You will notice in this post some notation and we’ll discuss 3 algorithms: TD(0), TD(1) and TD(λ). I will show the equations for each of these and we’ll explain them, but lets quickly define the notation for at least some of the hyper parameters (greek letters that are sometimes intimidating).

  1. Gamma (γ): the discount rate. A value between 0 and 1. The higher the value the less you are discounting.

  2. Lambda (λ): the credit assignment variable. A value between 0 and 1. The higher the value the more credit you can assign to further back states and actions.

  3. Alpha (α): the learning rate. How much of the error should we accept and therefore adjust our estimates towards. A value between 0 and 1. A higher value adjusts aggressively, accepting more of the error while a smaller one adjusts conservatively but may make more conservative moves towards the actual values.

  4. Delta (δ): a change or difference in value.

TD(1) Algorithm

So the first algorithm we’ll start with will be TD(1). TD(1) makes an update to our values in the same manner as Monte Carlo, at the end of an episode. So back to our random walk, going left or right randomly, until landing in ‘A’ or ‘G’. Once the episode ends then the update is made to the prior states. As we mentioned above if the higher the lambda value the further the credit can be assigned and in this case its the extreme with lambda equaling 1. This is an important distinction because TD(1) and MC only work in episodic environments meaning they need a ‘finish line’ to make an update.

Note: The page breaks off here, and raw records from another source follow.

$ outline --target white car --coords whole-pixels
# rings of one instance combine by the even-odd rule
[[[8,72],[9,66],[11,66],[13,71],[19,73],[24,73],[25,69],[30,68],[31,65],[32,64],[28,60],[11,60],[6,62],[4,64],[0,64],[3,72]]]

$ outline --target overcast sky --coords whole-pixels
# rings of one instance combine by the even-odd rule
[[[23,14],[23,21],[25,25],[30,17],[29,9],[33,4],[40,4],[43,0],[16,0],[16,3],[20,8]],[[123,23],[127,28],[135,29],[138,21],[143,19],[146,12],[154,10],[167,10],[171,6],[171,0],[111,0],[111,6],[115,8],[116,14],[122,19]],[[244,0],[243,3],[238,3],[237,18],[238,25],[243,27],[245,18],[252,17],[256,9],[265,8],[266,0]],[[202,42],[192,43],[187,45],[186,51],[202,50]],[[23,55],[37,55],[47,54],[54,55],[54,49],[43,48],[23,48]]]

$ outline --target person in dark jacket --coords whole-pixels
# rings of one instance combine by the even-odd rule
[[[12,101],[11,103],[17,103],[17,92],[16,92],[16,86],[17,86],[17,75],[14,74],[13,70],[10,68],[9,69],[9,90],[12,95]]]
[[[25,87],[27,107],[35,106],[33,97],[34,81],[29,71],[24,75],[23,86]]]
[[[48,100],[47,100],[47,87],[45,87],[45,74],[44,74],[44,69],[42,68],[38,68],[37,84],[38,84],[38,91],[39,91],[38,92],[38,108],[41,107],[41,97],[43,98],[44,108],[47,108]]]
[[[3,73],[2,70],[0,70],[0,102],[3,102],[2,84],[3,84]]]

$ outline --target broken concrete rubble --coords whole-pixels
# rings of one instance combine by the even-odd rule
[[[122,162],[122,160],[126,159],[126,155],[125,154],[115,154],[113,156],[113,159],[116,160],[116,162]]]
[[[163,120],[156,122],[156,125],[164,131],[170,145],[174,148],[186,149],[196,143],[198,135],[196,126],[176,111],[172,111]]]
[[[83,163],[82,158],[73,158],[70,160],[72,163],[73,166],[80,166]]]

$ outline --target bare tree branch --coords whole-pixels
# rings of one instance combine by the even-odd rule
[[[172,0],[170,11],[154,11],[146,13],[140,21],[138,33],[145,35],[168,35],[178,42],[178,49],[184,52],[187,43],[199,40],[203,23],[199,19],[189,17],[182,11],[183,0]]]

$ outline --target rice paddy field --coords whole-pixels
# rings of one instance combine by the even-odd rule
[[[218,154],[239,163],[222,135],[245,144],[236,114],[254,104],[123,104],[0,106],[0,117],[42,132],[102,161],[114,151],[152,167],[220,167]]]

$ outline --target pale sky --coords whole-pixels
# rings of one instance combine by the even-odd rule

Now lets look at the algorithm and try and make sense of this. Gt (Figure 2) is the discounted sum of all the rewards seen in our episode. So as we’re traveling through our environment we keep track of all the rewards and sum them together with a discount (γ). So lets act like we’re reading this out loud: the immediate reward (R) at a given point (time, t+1) plus the discount (γ) of a future reward (Rt+2) and so on. You can see that we discount (γ) more heavily in the future with γ^T-1. So if γ=0.2 and you’re discounting the reward at time step 6, your discount value γ become γ^6–1 which equals 0.00032. Significantly smaller after just 6 time steps.Figure 2: Sum of Discounted Rewards

Now we’ll make an update to our value estimates V(S). Its important to know that when starting out you really don’t have a good starting estimate. You initialize using either random values or all zeros and then make updates to that estimate. For our random walk sequence we initialize values for all the states between ‘B’ and ‘F’ to zero [0,0,0,0,0,0,1] . We’ll leave the terminal states alone since those are known. Remember we’re only trying to predict the values for the non-terminal states since we know the value of the terminal states.

We’ll use the sum of discounted rewards from above, Gt, that we saw from our episode and we’ll subtract that from the prior estimate. This is called the TD Error. Our updated estimate minus the previous estimate. Then we multiple by an alpha (α) term to adjust how much of that error we want to update by. Lastly we make the update by simply adding our pervious estimate V(St) to the adjusted TD Error (Figure 3).Figure 3: TD(1) Update Value toward Action Return

So thats 1 episode. We did 1 random walk and accumulated rewards. We then took those rewards at each time step and compared it to our original estimate of values (all zeros). We weight the difference and adjust our prior estimate. Then start over again. You just learned the TD(1) or MC update!